Un partenariat “renouvelé” entre la France et l’Afrique
Marine Le Pen, cheffe des députés du Rassemblement National (RN), effectue une visite officielle au Tchad ce week-end à l’invitation du président Mahamat Idriss Déby. À Amdjarras, où le dirigeant tchadien séjourne durant le ramadan, elle entend promouvoir une vision alternative des relations franco-africaines.

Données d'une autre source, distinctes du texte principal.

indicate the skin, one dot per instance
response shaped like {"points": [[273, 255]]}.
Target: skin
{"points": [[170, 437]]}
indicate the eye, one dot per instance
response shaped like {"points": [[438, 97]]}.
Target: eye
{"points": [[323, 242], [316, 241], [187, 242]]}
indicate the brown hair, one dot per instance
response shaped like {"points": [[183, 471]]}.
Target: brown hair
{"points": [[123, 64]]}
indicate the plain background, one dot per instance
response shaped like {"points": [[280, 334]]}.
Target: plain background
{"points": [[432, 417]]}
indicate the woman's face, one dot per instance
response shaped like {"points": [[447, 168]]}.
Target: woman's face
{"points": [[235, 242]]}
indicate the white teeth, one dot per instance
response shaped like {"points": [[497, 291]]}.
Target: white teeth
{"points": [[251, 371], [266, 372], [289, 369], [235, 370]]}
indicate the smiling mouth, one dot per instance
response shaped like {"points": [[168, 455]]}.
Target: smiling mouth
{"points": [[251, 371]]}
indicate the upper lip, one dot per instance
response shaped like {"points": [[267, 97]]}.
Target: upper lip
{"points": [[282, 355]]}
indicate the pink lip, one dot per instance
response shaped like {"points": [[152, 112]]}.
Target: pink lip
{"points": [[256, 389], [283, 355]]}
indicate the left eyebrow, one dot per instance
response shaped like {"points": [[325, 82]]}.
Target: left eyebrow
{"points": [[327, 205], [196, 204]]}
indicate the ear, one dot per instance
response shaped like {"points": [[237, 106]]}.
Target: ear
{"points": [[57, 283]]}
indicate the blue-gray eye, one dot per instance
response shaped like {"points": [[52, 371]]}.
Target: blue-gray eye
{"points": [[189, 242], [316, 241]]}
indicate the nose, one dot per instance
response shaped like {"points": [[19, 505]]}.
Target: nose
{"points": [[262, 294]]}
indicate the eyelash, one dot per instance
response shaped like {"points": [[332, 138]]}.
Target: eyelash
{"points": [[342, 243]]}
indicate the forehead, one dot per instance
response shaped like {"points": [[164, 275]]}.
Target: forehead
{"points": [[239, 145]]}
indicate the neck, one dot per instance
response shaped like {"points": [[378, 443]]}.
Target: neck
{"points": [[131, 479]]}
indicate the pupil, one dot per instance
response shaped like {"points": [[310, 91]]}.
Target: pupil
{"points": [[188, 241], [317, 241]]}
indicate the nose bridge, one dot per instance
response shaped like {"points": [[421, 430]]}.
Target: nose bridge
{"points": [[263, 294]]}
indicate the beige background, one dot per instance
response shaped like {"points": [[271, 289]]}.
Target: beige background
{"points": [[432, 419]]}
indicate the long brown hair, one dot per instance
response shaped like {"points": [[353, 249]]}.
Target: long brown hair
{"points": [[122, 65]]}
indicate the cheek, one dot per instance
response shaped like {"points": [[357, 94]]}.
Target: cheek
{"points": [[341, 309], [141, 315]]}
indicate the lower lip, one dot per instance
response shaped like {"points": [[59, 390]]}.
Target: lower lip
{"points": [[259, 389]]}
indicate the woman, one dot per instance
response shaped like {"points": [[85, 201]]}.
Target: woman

Alors que l’armée française a quitté plusieurs pays africains, le RN critique la politique d’Emmanuel Macron, l’accusant d’avoir affaibli l’influence française par des décisions incohérentes. “On s’est fâché avec le monde entier à cause de lui”, commente son entourage.
Un déplacement à portée stratégique
Cette visite est l’occasion pour Marine Le Pen d’afficher une stature internationale, en abordant les crises africaines, notamment celles du Soudan et de la République démocratique du Congo. Le RN réclame des sanctions contre le Rwanda, accusé de soutenir les rebelles du M23.
C’est son deuxième déplacement au Tchad, après un premier voyage en 2017 où elle avait été reçue par Idriss Déby, père de l’actuel président. Un rapprochement qui s’inscrit dans sa volonté de réaffirmer des liens diplomatiques franco-africains basés sur le respect mutuel, selon ses mots.
Un enjeu électoral en toile de fond
À un an de la présidentielle 2027, Marine Le Pen tente aussi de renforcer son image de leader crédible sur la scène internationale. Un positionnement stratégique, alors que la question des relations franco-africaines et de la présence militaire française restent des sujets sensibles en France comme sur le continent.